Friday, August 31, 2012

dog days of summer.


 The dog days of summer are here...




I've been finding myself anxious for the Fall- both excited and nervous.  I'm excited for the weather to change, for Fall colors, crisp air, and, let's face it, the option of wearing pants!  It's too hot for pants right now.  I'm also excited for everyone to come back to church in full force.  It'll be fun to see choirs, kids, Sunday school, mid-week programming all back in action!  But, I'm nervous, too.  From September to June, it is just plain busy.  Evening meetings are a source of dread for me, though I'm fine once I get there.  I know I can get it all done, and I trust that it will be fruitful for me and for the people I work with, but man, the post-Labor Day rush is looming over my head.




I took both of these pictures in the last week.  A reminder to enjoy these last few slow days.  The thick, humidity-filled heat actually helps you slow down, sometimes.

This week got me to thinking about time- either wishing it away, or not wanting the next day to come.  I'm experiencing both right now, and while it might be an inevitable feeling, I may need to be better about enjoying each day as it comes- cliche, but true.

I also started considering what God might think about my concept of time.  I don't know that God feels bad for me with my ramped up schedule, but there's something to be said about interpreting our busy-ness.  Do we see our vocations, our busy lives, our responsibilities as a gift? as a call?  Or, are they simply days filled with work until a sabbath day when we can relax and "really" do what we want?

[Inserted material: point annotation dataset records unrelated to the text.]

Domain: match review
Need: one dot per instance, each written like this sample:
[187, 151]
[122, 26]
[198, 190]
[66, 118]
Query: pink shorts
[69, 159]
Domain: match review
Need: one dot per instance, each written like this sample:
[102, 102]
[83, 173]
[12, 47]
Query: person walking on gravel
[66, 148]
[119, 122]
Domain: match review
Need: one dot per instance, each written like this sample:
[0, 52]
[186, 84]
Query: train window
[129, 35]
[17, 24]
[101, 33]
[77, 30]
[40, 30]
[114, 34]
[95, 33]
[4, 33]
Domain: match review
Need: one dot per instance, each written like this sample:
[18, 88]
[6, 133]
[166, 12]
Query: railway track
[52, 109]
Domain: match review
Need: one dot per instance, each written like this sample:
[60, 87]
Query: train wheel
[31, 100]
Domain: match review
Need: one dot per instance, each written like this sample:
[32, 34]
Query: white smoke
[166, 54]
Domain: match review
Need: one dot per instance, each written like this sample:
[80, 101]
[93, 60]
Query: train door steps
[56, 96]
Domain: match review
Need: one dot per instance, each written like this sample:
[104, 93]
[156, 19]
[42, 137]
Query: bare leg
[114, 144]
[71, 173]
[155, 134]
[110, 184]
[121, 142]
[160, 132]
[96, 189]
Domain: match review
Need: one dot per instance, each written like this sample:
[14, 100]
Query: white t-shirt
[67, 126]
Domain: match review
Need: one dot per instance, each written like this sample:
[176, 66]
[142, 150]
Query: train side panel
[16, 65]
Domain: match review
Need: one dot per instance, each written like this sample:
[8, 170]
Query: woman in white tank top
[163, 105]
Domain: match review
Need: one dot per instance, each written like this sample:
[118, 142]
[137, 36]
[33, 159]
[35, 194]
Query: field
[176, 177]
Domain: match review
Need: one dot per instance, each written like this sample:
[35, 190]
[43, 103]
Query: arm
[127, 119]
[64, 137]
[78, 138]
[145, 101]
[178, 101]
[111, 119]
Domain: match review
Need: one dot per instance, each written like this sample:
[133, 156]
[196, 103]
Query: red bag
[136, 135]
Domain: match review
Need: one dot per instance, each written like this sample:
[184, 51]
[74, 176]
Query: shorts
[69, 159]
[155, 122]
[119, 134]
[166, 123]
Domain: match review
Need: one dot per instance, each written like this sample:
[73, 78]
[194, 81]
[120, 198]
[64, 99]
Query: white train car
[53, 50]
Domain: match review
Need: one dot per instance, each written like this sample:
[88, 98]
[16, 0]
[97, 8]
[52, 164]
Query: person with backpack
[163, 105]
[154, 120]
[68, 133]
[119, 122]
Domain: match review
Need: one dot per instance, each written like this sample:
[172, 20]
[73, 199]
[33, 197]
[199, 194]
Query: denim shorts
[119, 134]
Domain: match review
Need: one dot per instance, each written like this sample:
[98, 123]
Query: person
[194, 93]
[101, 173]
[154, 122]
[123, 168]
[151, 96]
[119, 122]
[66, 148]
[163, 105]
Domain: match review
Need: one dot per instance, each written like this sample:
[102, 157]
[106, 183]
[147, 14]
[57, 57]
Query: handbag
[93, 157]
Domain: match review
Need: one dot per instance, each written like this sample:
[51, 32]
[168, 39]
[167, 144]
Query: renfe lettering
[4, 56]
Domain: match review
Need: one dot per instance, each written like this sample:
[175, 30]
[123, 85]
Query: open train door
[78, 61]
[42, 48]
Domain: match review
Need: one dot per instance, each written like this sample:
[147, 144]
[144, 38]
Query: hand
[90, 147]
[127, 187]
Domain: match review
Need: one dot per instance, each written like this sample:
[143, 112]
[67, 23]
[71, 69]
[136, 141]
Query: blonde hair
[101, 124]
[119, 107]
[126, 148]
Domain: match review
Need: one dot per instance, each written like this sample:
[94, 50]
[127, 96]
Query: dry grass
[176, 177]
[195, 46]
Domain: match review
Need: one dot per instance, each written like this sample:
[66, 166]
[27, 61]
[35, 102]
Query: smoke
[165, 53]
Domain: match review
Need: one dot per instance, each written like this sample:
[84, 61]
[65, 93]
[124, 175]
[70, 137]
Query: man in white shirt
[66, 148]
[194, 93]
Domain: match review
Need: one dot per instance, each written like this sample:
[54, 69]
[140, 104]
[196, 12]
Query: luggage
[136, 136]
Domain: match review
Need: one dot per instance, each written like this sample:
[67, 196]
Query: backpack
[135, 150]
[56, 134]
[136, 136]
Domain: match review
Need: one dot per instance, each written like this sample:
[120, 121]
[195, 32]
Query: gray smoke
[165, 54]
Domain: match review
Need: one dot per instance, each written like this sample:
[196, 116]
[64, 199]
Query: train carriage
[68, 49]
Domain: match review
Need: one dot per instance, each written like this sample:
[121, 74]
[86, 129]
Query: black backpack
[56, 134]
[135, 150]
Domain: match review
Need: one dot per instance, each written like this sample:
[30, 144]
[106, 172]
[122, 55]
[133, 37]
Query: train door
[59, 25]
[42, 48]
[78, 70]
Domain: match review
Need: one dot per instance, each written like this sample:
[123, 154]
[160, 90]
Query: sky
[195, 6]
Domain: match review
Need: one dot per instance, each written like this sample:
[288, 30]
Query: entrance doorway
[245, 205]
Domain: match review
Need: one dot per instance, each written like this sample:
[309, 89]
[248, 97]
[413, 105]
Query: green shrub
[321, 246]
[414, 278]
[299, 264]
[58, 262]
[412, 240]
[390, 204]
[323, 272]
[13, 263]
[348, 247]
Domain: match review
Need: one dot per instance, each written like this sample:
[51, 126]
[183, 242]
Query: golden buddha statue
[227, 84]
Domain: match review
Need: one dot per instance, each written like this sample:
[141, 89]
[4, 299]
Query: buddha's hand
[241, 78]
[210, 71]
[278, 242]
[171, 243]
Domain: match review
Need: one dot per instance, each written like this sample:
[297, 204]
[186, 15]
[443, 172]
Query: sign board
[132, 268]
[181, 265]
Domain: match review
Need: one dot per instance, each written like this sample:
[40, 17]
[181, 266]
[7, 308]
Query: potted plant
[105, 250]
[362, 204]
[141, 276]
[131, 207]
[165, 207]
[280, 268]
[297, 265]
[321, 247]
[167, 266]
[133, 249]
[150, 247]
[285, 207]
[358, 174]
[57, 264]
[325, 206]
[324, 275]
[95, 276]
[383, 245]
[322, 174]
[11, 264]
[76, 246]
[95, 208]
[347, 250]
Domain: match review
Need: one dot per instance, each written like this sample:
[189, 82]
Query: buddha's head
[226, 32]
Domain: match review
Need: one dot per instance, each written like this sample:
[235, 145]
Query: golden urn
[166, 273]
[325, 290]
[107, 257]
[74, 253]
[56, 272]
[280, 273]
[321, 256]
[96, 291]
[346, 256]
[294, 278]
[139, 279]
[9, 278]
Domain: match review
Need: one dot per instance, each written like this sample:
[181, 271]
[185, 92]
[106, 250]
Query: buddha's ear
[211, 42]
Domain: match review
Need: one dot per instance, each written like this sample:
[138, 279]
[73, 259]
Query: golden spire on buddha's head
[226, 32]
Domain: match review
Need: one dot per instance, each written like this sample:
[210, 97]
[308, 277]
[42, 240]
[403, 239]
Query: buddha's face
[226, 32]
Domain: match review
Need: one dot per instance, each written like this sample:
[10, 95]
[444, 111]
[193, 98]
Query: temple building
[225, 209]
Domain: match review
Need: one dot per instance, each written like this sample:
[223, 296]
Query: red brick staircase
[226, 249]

Don't get me wrong, sabbath is important- it's good to do nothing, to worship, etc.  Everyone needs a day off.

But, more often than not, we're always thinking ahead, planning for the next thing, organizing our lives with calendars, alarms on our phone, bulletin boards and elaborate file systems (okay, I don't file).  And because none of this is going away any time soon, maybe I need to reframe.

This text from John surprised me in a way I wasn't expecting.  It's sort of a scary passage, actually, because Jesus had to be careful for fear of being killed.  In it he talks about time, though time for Jesus was based on one thing- when he was going to die, and what he could do between the present, and that future day, to tell people about God.  This part from John 7 reads:

His brothers said, "Why don't you leave here and go up to the Feast so your disciples can get a good look at the works you do?  No one who intends to be publicly known does everything behind the scenes. If you're serious about what you are doing, come out in the open and show the world."  His brothers were pushing him like this because they didn't believe in him either.  Jesus came back at them, "Don't crowd me. This isn't my time. It's your time - it's always your time; you have nothing to lose." 

The disciples were pressuring Jesus, trying to get him to do things to convince them, and others, that he was the Son of God.  They even threatened him a bit by telling him that no one who wants to get things done does it in secret!  But, Jesus told them, look, it's not my time to be the center of attention, it's your time and you have nothing to lose.


I think I need to remember not to put so much pressure on myself to be ready, or on Jesus to show up.  The church year will begin whether I get everything done in time, or not.  And Summer will turn into Fall whether I want it to, or not.  And, Jesus will be present throughout it all whether I trust him to, or not.  It's always time for me to love what I do, to enjoy the people around me, to see emails and meetings and busyness as a gift, because if I do it that way, then I have nothing to lose.    


I'm sure there's going to be crazy days ahead, as there were for the disciples, and Jesus, too.  But, if I think about the precious short time they got to spend together, and think about my own life that way, I gain a whole new perspective.


The words below are from Psalm 90, in the paraphrase of The Message.  I'll use them as my prayer for the next few weeks, and maybe you will, too:


We live for seventy years or so (with luck we might make it to eighty), And what do we have to show for it? Trouble. Toil and trouble and a marker in the graveyard.  Who can make sense of such rage, such anger against the very ones who fear you?  Oh! Teach us to live well! Teach us to live wisely and well!  Come back, God - how long do we have to wait? - and treat your servants with kindness for a change.  Surprise us with love at daybreak; then we'll skip and dance all the day long.  Make up for the bad times with some good times; we've seen enough evil to last a lifetime.  Let your servants see what you're best at - the ways you rule and bless your children.  And let the loveliness of our Lord, our God, rest on us, confirming the work that we do. Oh, yes. Affirm the work that we do!